Somersby (Pronunciation: səməzbjʊ; marketed as Somersby Cider in English speaking countries) is a brand of cider by Danish brewing company Carlsberg Group. Launched in Denmark in 2008, it is now available in more than 40 countries, including all of Europe, Nepal, Australia, New Zealand, Malaysia, Hong Kong, Taiwan, Thailand, South Korea, Canada, Sri Lanka, South Africa, the United States and Laos.

Despite its Danish origin, the cider is marketed in many territories as being the creation of "Lord Somersby", a fictional English Lord.

==Varieties==
Apart from pure apple cider, the Somersby brand is also used for pear cider, various flavoured apple ciders, a calorie-reduced apple cider, and in Poland, various fruit-flavoured beers.

Apple cider flavours include blackberry, rhubarb, elderflower, ginger and lemon, blueberry, apple burst, cranberry, citrus, watermelon.

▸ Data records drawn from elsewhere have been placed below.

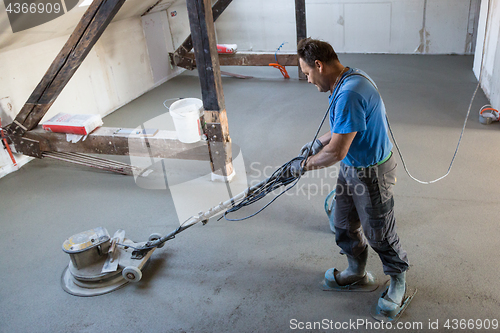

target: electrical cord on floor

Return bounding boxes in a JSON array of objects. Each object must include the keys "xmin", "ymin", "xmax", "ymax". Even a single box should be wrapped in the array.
[{"xmin": 386, "ymin": 1, "xmax": 491, "ymax": 185}]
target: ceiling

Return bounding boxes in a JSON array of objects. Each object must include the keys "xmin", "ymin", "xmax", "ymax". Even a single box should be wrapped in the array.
[{"xmin": 0, "ymin": 0, "xmax": 175, "ymax": 52}]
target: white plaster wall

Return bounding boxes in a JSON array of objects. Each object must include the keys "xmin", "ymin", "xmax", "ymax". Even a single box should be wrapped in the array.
[
  {"xmin": 474, "ymin": 0, "xmax": 500, "ymax": 109},
  {"xmin": 0, "ymin": 17, "xmax": 153, "ymax": 121},
  {"xmin": 142, "ymin": 10, "xmax": 182, "ymax": 85},
  {"xmin": 0, "ymin": 11, "xmax": 181, "ymax": 174},
  {"xmin": 168, "ymin": 0, "xmax": 479, "ymax": 54}
]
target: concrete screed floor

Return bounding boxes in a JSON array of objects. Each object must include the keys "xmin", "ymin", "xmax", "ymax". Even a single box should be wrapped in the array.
[{"xmin": 0, "ymin": 55, "xmax": 500, "ymax": 332}]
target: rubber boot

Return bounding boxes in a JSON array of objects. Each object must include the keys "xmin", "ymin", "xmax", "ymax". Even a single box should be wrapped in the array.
[
  {"xmin": 378, "ymin": 272, "xmax": 406, "ymax": 313},
  {"xmin": 335, "ymin": 246, "xmax": 368, "ymax": 286}
]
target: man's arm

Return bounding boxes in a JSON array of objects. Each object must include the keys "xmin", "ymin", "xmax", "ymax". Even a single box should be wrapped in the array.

In Poland, the brand Somersby is used by Carlsberg for fruit-flavoured beer instead of cider. This is due to the relative unpopularity of cider as a type of drink among Polish customers, as well as legal restrictions on the sale and marketing of cider in the country, which include a ban on advertisement.

In Poland, Switzerland, France and Quebec, Carlsberg uses the Somersby brand for a beverage that is a mixture of beer (45%) and apple flavoured drink (55%).
Since this product cannot be classified as a cider, it is sold as Apple Beer Drink.

In 2012, Carlsberg UK developed and introduced a new version of Somersby Cider specific to the United Kingdom market. Somersby Cider UK is a 4.5% ABV medium dry cider with no artificial flavours or sweeteners.